Mesures de simplification des procédures de création d’entreprises



Mesures de simplification des procédures de création d’entreprises
Le gouvernement va procéder à l’allégement de soixante-dix procédures administratives. Ce processus de simplification vise particulièrement l’amélioration du climat des affaires. En tout cas, 52 mesures sont prêtes et seront déclinées d’ici fin juin 2013, le reste devra entrer en vigueur avant la fin de l’année. «Nous sommes dans une démarche de simplification structurée qui implique l’ensemble des départements ministériels. Nous avons donné la priorité aux procédures qui ont un impact certains et celles qui sont les plus utilisées», souligne Abdelâadim El Guerrouj, ministre de la Fonction publique et de la modernisation de l’administration.

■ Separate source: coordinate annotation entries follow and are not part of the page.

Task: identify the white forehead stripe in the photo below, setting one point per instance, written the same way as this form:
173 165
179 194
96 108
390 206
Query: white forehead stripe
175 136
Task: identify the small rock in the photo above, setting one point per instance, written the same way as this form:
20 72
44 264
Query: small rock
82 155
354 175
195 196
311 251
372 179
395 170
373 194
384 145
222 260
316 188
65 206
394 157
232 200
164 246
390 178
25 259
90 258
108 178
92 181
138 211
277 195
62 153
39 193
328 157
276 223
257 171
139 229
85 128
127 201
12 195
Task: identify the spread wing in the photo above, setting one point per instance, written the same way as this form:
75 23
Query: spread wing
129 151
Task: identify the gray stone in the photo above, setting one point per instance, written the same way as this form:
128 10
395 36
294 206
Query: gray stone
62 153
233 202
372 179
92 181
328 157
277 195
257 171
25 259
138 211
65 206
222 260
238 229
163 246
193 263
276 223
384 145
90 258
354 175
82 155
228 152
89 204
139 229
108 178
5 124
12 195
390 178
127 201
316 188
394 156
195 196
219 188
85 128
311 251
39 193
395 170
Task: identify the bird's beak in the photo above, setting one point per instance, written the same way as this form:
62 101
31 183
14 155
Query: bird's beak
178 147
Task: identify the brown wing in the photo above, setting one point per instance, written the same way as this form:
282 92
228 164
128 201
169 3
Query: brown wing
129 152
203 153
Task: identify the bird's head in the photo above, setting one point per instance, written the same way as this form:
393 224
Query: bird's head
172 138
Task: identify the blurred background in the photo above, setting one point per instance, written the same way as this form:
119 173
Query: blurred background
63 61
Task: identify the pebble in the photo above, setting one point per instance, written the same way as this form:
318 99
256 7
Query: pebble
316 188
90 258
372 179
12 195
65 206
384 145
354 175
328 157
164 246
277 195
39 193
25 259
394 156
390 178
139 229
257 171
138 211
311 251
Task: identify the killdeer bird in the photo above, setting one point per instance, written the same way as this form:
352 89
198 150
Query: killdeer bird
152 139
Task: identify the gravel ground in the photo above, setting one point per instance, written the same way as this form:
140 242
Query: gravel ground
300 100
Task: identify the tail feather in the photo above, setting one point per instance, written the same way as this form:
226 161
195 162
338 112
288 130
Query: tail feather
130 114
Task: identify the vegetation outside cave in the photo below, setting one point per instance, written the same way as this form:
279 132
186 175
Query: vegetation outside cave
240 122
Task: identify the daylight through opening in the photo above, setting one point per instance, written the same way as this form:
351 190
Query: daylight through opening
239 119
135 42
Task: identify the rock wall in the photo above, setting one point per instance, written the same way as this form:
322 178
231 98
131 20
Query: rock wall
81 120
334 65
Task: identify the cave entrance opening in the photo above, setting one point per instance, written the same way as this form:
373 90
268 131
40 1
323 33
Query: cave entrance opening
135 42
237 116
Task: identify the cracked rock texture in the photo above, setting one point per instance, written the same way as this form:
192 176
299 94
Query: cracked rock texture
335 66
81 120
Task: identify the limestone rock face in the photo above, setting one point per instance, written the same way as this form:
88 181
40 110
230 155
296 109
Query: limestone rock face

Certaines sont liées à la création de l’entreprise, un chantier dans lequel le Maroc a réalisé des avancées. Il a gagné 38 places dans le classement Doing Business 2013 de la Banque Mondiale pour se hausser au 56e rang et il compte poursuivre la simplification des procédures de création des entreprises en les allégeant au maximum. Au total 35 mesures de simplification liées à ce chantier sont finalisées.

Elles vont de la suppression de certaines procédures à la réduction du nombre de documents exigés et des délais. La majorité devrait entrer en vigueur d’ici un mois. Seule la révision du minimum du droit d’enregistrement attendra la loi de Finances 2014. Ce droit devrait passer de 1.000 dirhams à 500 dirhams.
Les délais de traitement de l’enregistrement seront ramenés à 1 heure au lieu d’une journée. Idem pour les demandes d’immatriculation.

Le paquet est également mis du côté du nombre de documents originaux à enregistrer: 3 pour les statuts de l’entreprise au lieu de cinq réduisant ainsi le coût de 200 dirhams, trois originaux des PV de nomination du gérant contre 5 actuellement diminuant le coût de 40 dirhams alors que seuls 2 originaux du contrat de bail seront exigés au lieu de 3… Les copies certifiées conformes demandées pour la création d’entreprises, dont le nombre dépendait souvent du bon vouloir des fonctionnaires, vont tout simplement disparaître. Cette mesure devra être effective d’ici la fin du mois de juin.
Dans la liste des changements figure aussi l’attribution du numéro d’affiliation à la Caisse de sécurité sociale qui se fera en temps réel alors que les CRI compteront à partir du mois de juin des représentants de l’Office marocain de la propriété industrielle et commerciale (OMPIC). Des greffiers du registre de commerce (RC) seront rattachés aux CRI alors que le certificat d’immatriculation au RC sera délivré en ligne. Cette dernière mesure devra démarrer à Casablanca en août avant d’être généralisée à la fin de l’année.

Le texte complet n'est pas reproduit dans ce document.